Mehdi Badaoui obtained his MSc Degree in Molecular Interactions and Therapeutics from Jules Verne University of Amiens (France). In 2013, he started his Ph.D. working on the impact of tumor microenvironment on Breast Cancer progression, through the regulation of ion channels expression and activity. During his PhD, he developed strong skills on electrophysiology and cellular biology, supported by rewarding collaborations with the University of Reims (France) and Max Planck Institute for Experimental Medicine (Germany). Subsequently, he spent a year as a research and teaching assistant at the University of Amiens where he improved his communication and teaching skills. In 2018, he started a postdoc position at the University of Geneva under the supervision of Prof. Marc Chanson, focusing on the airway epithelium remodeling in Cystic Fibrosis and its predisposition to chronic infections by opportunistic pathogens. His scientific contribution was valued by winning the best poster presentation award at the ECFS Basic Science Conference 2018 and the Young Investigator Award for his oral presentation at the Swiss Physiology Meeting of Life Sciences Switzerland 2019.

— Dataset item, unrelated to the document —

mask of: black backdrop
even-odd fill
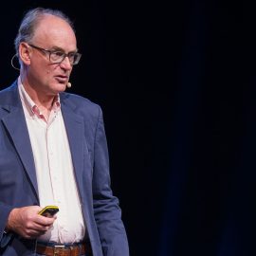
[[[18,75],[25,10],[57,8],[74,21],[82,58],[69,91],[103,109],[131,255],[255,255],[252,1],[5,5],[1,88]]]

Eleonora Porcu obtained her master degree in Mathematics in 2008 at the University of Cagliari (Italy). In the same year, she started a pre-doctoral position at the Institute of Genetic and Biomedical Research (IRGB) in Cagliari. There, she developed strong skills on genome-wide association analyses and on meta-analyses of quantitative traits. In 2011 she started a PhD in Biomedical Science at the University of Sassari (Italy). During her PhD she spent more than two years at the University of Michigan (USA) where she improved her knowledge in rare variants test, next generation sequencing and imputation strategies. Obtained her PhD, in 2016 she started a postdoc position at the University of Lausanne under the supervision of Prof. Zoltan Kutalik and and Prof. Alexandre Reymond. Her main interest is the development and the application of mathematical models to genetic data to discover networks of biomarkers causally associated with complex human traits. Towards this goal, she has recently developed a transcriptome-wide Mendelian randomization approach (called TWMR) that integrates genome-wide association study (GWAS) data with expression quantitative trait locus (eQTL) data to pinpoint likely causal genes for many different diseases. The scientific community has already recognized the value of her work. In 2018, at the ESHG she won the Young Investigator Award for the best talk in statistical genetics (Lodewijk Sandkuijl Award) on top of her Fellowship of Excellence for Young Investigators. In 2019 she won the prestigious Swiss Institute of Bioinformatics Early Career Bioinformatician Award. Her interest for science goes beyond her research line: she is active in the organization of science events including PIs of tomorrow: The Future of Swiss Research session of Life Sciences Switzerland (LS2) and the 48th European Mathematical Genetics Meeting.